«
Больная произнесла что-то, и Элизабет очнулась. Без всяких предисловий, как бы продолжая сцену, которая разыгрывалась в ее уме, миссис Хенчард сказала:
— Помнишь записки, полученные тобой и мистером Фарфрэ, — записки, в которых вас просили встретиться с кем-то в Дарновер-Бартоне… ты тогда еще подумала, что кто-то хотел подшутить над вами?
— Да.
— Никто не хотел подшутить над вами… их послали для того, чтобы свести вас вместе. Я послала.
— Зачем? — спросила Элизабет, вздрогнув.
— Я… хотела, чтобы ты вышла замуж за Фарфрэ.

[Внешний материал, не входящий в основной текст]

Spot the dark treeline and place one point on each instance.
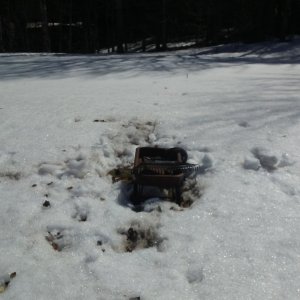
(132, 25)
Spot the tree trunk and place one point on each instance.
(1, 37)
(119, 15)
(164, 25)
(46, 38)
(70, 38)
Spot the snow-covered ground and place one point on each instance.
(66, 121)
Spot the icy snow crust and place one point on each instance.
(66, 121)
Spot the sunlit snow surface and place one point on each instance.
(66, 121)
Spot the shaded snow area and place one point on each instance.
(69, 232)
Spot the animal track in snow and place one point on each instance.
(263, 158)
(141, 236)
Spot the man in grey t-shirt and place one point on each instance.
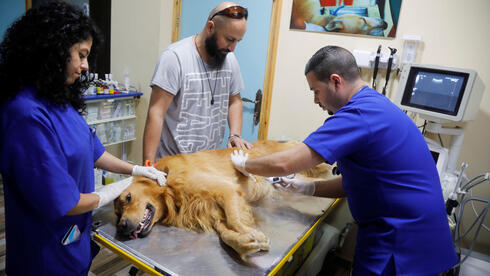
(196, 88)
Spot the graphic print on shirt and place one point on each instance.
(202, 124)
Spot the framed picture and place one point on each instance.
(357, 17)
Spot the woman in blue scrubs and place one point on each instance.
(388, 174)
(47, 150)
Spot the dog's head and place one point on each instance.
(139, 207)
(356, 24)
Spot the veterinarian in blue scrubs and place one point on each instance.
(47, 150)
(388, 174)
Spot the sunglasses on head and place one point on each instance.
(236, 12)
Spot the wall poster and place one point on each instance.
(359, 17)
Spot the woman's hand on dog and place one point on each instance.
(111, 191)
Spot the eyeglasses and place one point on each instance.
(236, 12)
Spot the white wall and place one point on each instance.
(140, 30)
(454, 34)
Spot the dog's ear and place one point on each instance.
(168, 200)
(117, 207)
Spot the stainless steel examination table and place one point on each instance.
(289, 220)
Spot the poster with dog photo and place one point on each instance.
(358, 17)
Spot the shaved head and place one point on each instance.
(220, 7)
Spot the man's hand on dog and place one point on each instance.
(150, 172)
(238, 158)
(294, 185)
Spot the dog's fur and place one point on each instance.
(204, 192)
(309, 11)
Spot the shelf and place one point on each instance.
(111, 120)
(119, 142)
(112, 96)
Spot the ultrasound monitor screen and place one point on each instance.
(435, 90)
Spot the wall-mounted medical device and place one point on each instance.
(440, 94)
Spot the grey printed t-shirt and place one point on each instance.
(192, 123)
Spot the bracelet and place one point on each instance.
(233, 135)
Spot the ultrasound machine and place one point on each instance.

— Мама! — Элизабет-Джейн так низко склонила голову, что едва не касалась ею своих коленей. Но мать молчала, и девушка спросила опять. — Зачем?

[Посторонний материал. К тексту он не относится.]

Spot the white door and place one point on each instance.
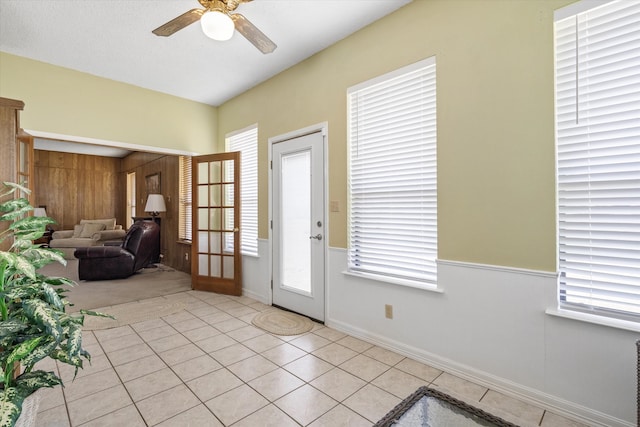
(299, 225)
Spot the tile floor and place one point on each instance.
(208, 366)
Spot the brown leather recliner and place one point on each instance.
(140, 248)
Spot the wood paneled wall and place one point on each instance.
(145, 164)
(77, 186)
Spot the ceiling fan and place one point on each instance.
(218, 23)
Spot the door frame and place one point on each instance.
(322, 127)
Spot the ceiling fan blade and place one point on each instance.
(253, 34)
(179, 23)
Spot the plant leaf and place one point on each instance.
(10, 327)
(32, 381)
(10, 406)
(22, 350)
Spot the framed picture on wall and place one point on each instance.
(153, 183)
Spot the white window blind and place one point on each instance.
(392, 176)
(246, 141)
(598, 157)
(184, 202)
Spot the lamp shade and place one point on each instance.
(155, 204)
(217, 25)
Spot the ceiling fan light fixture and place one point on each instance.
(217, 25)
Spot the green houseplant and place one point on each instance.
(34, 322)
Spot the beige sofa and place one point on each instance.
(90, 232)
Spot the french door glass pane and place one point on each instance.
(296, 220)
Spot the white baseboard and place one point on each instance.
(560, 407)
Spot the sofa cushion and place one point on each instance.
(109, 223)
(90, 228)
(74, 242)
(77, 230)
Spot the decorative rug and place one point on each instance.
(281, 322)
(429, 407)
(133, 312)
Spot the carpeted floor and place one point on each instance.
(147, 283)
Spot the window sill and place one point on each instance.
(594, 319)
(393, 281)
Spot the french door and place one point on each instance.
(299, 225)
(216, 258)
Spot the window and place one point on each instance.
(392, 176)
(246, 141)
(184, 202)
(597, 67)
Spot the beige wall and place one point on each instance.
(495, 117)
(495, 120)
(62, 101)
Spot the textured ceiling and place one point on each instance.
(113, 39)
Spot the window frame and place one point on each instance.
(593, 236)
(411, 270)
(237, 141)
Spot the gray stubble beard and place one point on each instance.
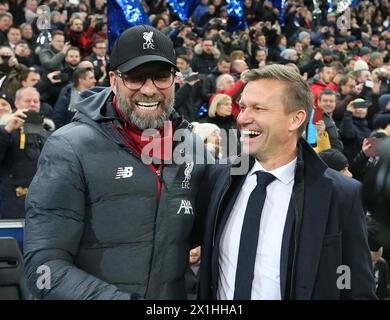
(145, 123)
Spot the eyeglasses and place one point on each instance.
(161, 79)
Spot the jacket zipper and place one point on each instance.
(219, 207)
(159, 180)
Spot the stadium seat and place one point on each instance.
(12, 281)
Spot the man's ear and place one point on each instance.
(113, 80)
(297, 119)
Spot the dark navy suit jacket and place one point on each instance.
(325, 229)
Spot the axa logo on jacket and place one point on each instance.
(187, 175)
(185, 207)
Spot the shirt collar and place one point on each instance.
(284, 174)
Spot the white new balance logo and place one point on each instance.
(124, 172)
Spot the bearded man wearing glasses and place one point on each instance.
(111, 212)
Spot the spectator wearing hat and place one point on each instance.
(220, 114)
(367, 157)
(80, 38)
(336, 160)
(327, 102)
(348, 90)
(211, 136)
(354, 128)
(111, 217)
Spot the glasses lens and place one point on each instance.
(161, 79)
(133, 81)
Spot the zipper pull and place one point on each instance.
(158, 171)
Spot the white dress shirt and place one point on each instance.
(266, 282)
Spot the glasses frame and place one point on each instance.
(172, 72)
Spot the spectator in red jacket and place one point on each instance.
(325, 81)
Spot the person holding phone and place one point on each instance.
(281, 228)
(19, 151)
(354, 127)
(327, 103)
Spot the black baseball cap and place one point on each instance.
(141, 44)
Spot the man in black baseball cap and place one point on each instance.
(139, 45)
(142, 76)
(122, 227)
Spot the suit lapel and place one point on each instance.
(317, 199)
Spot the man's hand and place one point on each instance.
(368, 149)
(320, 126)
(318, 56)
(175, 24)
(376, 88)
(358, 88)
(242, 76)
(337, 78)
(350, 107)
(66, 47)
(16, 120)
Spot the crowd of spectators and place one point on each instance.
(344, 65)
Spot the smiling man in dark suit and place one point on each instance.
(289, 227)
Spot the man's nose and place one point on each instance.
(148, 89)
(244, 117)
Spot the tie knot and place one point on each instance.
(264, 178)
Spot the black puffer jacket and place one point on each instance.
(93, 215)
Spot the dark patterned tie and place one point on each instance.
(249, 237)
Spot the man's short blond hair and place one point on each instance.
(297, 94)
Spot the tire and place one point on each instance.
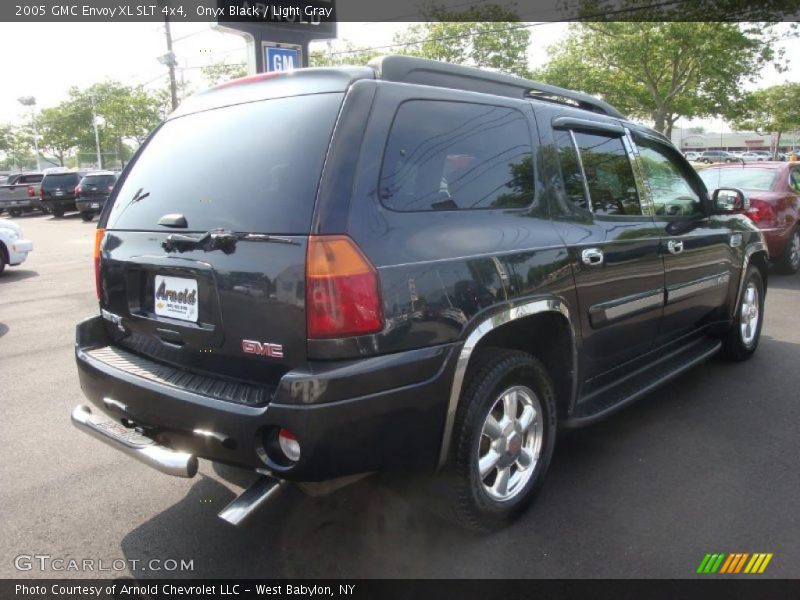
(497, 376)
(741, 340)
(789, 262)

— У меня на то была причина. Когда-нибудь все узнаешь. Хотелось мне, чтобы это случилось при моей жизни! Но что делать — чего хочешь, то никогда не сбывается! Хенчард ненавидит его.
— Может быть, они снова станут друзьями, — негромко промолвила девушка.
— Не знаю, не знаю.
Мать умолкла и задремала; больше она на эту тему не говорила.
Через несколько дней, в воскресенье утром, Фарфрэ, проходя мимо дома Хенчарда, увидел, что все занавески на окнах спущены. Он дернул за ручку звонка так осторожно, что колокольчик не задребезжал, но звякнул— один раз громко, потом совсем тихо; и тут Фарфрэ узнал, что миссис Хенчард умерла… только что умерла… в этот самый час.
Проходя мимо городского колодца, он увидел нескольких старожилов, которые обычно ходили сюда по воду, если у них, как сегодня, находилось свободное время, потому что вода этого древнего источника была лучше, чем в их собственных колодцах. Миссис Каксом, давно уже стоявшая здесь со своим кувшином, подробно описывала со слов сиделки кончину миссис Хенчард.
— И она побелела как мрамор, — говорила миссис Каксом. — И такая заботливая женщина, — ах, бедняжка! — ведь она о каждой мелочи позаботилась. «Да, — говорит, — когда меня не станет и я испущу дух, откройте верхний ящик комода, что у окна, в задней комнате, и найдите там мое смертное платье; кусок фланели подложите под меня, а тот, что поменьше, подложите под голову, а на ноги мне наденьте новые чулки, — они лежат рядом, и там же все мои прочие вещи. И еще там припрятаны четыре пенни, весом в унцию каждый, самые тяжелые, какие мне удалось раздобыть — они в полотняные лоскуты завернуты. Это грузы: два для моего правого глаза, два для левого, говорит. А когда они полежат сколько надо и глаза мои перестанут открываться, заройте эти пенни, добрые люди, и смотрите, не израсходуйте их, а то мне будет неприятно. И как только меня вынесут, распахните окна и постарайтесь утешить Элизабет Джейн».
— Ах, бедная!
— Да, и Марта все это сделала и зарыла тяжелые пенни в саду. Но вы не поверите: этот негодяй Кристофер Кони пошел и вырыл их, да и пропил в «Трех моряках». «Какого черта! — говорит. — С какой это стати дарить смерти четыре пенса? Смерть вовсе не такая уж важная шишка, чтоб мы настолько ее уважали», — говорит.
— Так только людоеды поступают! — возмутились слушатели.
— Э, нет! Я с этим не совсем согласен, — возразил Соломон Лонгуэйс. — И я скажу, хоть сегодня, — а сейчас у нас воскресное утро, и в такое время я не стану болтать зря даже за серебряный шестипенсовик. Я в этом ничего плохого не вижу. Уважать покойников — значит прославлять их, и это) правильно, и я лично ни за что не стал бы продавать скелеты — по крайней мере почтенные скелеты, чтоб их потом для анатомии полировали, — разве что останусь без работы. Но денег не хватает, а глотки сохнут. Так смеет ли смерть обкрадывать жизнь на четыре пенса? Повторяю, ничего худого он не сделал.